NSW police confirmed on Wednesday afternoon that three people had been found dead due to fires along the south coast, adding to four deaths that had been reported Tuesday.
Among the victims are a 63-year-old man and his 29-year-old son, who had stayed to defend their home from the flames in the rural township of Cobargo.
There are also people unaccounted for, including a man whose house burned down in Lake Conjola, in southern NSW.
The past few days have seen fires intensify across the state, whipped up and spread far by strong winds. As of Wednesday there are 112 fires burning across the state and more than 2,500 firefighters on the ground, according to the NSW Rural Fire Service (NSWRFS).
Fires are also burning in the neighboring state of Victoria, where lightning strikes in drought-hit bushland sparked rapid blazes that forced one town's residents to flee their homes and seek refuge at the beach Tuesday.
The nationwide death toll has been climbing as state and federal authorities struggle to bring the fires under control. A volunteer firefighter in NSW died on Monday, and two other NSW firefighters died earlier in December.
Every state in Australia has been hit by the fire season, one of the worst in decades, but NSW has been hardest hit -- fires have burned more than 3.6 million hectares of land statewide since July. Some of the devastation is occurring in national parks and forests, but the fires have also ripped through towns and sparsely populated areas -- so far, 916 homes have been destroyed and another 363 damaged, according to the NSWRFS.
Authorities in NSW are working to fight the flames, conduct search and rescue operations, clean up destruction, and assist affected residents. It's not just that fires are burning through land and destroying homes -- they have also caused a host of dire infrastructure issues. In some places, communication services and power have been cut, and roads have been closed, isolating entire towns from much-needed resources.
"There is no magic solution," said NSW Police Deputy Commissioner Gary Worboys on Wednesday, warning that safely restoring services was a complex operation. "There is no magic wand to wave across this and fix it in a short amount of time."

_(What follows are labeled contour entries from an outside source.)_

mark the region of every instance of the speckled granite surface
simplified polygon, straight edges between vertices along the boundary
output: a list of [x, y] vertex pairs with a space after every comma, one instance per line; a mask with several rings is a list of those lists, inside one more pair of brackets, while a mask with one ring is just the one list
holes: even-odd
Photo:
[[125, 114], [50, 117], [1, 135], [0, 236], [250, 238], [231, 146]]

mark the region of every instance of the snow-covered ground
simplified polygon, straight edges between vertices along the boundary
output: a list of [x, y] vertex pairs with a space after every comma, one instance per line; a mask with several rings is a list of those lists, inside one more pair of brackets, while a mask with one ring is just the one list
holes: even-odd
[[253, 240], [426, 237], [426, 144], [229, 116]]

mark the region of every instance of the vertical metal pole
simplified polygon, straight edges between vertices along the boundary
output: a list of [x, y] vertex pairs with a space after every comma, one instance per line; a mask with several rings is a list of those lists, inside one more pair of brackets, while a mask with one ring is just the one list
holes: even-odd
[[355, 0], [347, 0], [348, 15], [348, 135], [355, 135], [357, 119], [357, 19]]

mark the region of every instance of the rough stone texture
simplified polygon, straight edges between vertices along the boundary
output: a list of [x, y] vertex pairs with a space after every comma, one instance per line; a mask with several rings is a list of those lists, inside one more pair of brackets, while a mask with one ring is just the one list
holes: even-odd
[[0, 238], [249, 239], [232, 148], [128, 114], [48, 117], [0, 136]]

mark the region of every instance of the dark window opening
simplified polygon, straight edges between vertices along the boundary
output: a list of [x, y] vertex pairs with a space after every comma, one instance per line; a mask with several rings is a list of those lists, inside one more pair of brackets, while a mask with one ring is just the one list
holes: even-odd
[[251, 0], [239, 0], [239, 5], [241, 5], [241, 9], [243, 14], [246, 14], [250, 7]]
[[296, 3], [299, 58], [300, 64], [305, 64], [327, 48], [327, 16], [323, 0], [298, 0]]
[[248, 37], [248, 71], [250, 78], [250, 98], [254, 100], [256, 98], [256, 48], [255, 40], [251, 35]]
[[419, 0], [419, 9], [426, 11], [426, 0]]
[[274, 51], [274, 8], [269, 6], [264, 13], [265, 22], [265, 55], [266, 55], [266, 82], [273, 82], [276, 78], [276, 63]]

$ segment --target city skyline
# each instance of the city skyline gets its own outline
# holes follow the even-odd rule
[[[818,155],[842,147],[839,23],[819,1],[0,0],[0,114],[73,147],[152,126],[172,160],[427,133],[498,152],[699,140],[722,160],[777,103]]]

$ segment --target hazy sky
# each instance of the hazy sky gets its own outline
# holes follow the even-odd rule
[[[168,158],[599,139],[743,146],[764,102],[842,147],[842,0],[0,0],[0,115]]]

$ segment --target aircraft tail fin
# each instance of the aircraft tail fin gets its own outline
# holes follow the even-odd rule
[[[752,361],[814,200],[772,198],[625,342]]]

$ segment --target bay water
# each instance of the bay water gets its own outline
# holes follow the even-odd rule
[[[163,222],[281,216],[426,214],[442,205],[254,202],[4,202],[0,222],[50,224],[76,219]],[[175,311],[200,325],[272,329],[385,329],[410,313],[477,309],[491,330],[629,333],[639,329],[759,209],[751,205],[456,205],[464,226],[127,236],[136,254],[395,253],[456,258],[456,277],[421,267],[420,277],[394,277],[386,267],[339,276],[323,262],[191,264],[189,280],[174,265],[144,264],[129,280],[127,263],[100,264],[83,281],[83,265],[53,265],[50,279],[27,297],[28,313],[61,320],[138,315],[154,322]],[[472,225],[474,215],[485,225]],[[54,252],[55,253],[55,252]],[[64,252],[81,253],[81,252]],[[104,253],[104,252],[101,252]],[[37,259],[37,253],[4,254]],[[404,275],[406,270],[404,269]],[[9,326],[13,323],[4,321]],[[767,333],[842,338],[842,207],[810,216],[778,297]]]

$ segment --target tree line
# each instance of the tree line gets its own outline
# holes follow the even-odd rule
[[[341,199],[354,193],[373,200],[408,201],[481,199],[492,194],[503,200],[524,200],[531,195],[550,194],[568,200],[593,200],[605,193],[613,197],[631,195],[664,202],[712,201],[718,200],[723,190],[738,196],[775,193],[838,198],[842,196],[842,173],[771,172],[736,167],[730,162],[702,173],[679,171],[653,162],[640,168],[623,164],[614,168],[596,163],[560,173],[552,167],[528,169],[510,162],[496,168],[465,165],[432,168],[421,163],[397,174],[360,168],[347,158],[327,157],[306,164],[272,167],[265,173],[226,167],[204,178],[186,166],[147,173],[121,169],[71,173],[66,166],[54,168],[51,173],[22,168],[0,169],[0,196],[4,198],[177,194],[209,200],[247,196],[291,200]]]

Weather conditions are expected to improve in the coming days, which may help the firefighting efforts -- but will worsen again by the end of the week. Saturday is expected to be as bad as Tuesday, if not worse -- meaning temperatures above 40 degrees Celsius (104 degrees Fahrenheit), dry conditions and ferocious winds.
"We've got a lot of fire in the landscape that we will not contain," said NSWRFS Deputy Commissioner Rob Rogers on Wednesday, adding that authorities are working on evacuating those in threatened areas. "We need to make sure that people are not in the path of these fires."